Curatorial responsibilities

I am responsible for curating the important Langebaanweg fossil collection. This site has provided a unique insight into the terminal Miocene/early Pliocene faunas of the region, which, amongst other species, includes a bear (Agriotherium africanum), an hipparion (Eurygnathohippus cf. baardi), a sivathere (Sivatherium hendeyi), a gomphothere mastodont (cf. Annacus sp.), and a false saber-toothed cat (Dinofelis sp.). Unfortunately primates are rare and currently only includes two fragmentary cercopithecoid teeth.

Research interests

I am interested in our evolution and the ecological contexts in which we evolved. In the study of human evolution, it is important to realize that our ancestors did not exist in isolation of their environments. Their lives were intricately woven into the fabric of past and changing ecologies. Their interaction with other species and environments were critical factors in shaping their morphology and also in driving further evolutionary change. Thus, in order to gain an understanding of our earliest ancestors, it is important to also study the other species with which they shared the environment. My approach to the study of human evolution is thus holistic and requires expertise in both human and non-human vertebrate palaeontology.

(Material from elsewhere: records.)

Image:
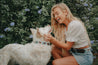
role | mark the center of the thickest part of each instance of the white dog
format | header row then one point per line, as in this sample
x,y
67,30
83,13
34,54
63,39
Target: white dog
x,y
36,53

The majority of my projects are situated in South Africa’s Fynbos Biome. Specific foci include:

  • Human craniofacial evolution
  • Ecomorphological studies of large mammals in the terminal Miocene/early Pliocene Langebaanweg fossil assemblage
  • Environmental change in the Fynbos Biome


The fossil record in the Fynbos Biome

The Fynbos Biome contains an abundance of fossil assemblages, many of which include both human and non-human vertebrate fossils. The earliest fossil remains are those from Langebaanweg. The site of Baard’s Quarry, which is situated in close proximity to Langebaanweg, is an equally important, although lesser-known fossil occurrence in the region. In addition to an element of early Pliocene material, it contains a faunal assemblage of presumed late Pliocene/early Pleistocene age. Although the above-mentioned sites have yet to produce hominid remains, evidence from similarly aged East African sites indicates that they fall within the critical period when some of our earliest ancestors made their first appearance. As such, they are important regional resources for studies of African ecologies at the dawn of mankind.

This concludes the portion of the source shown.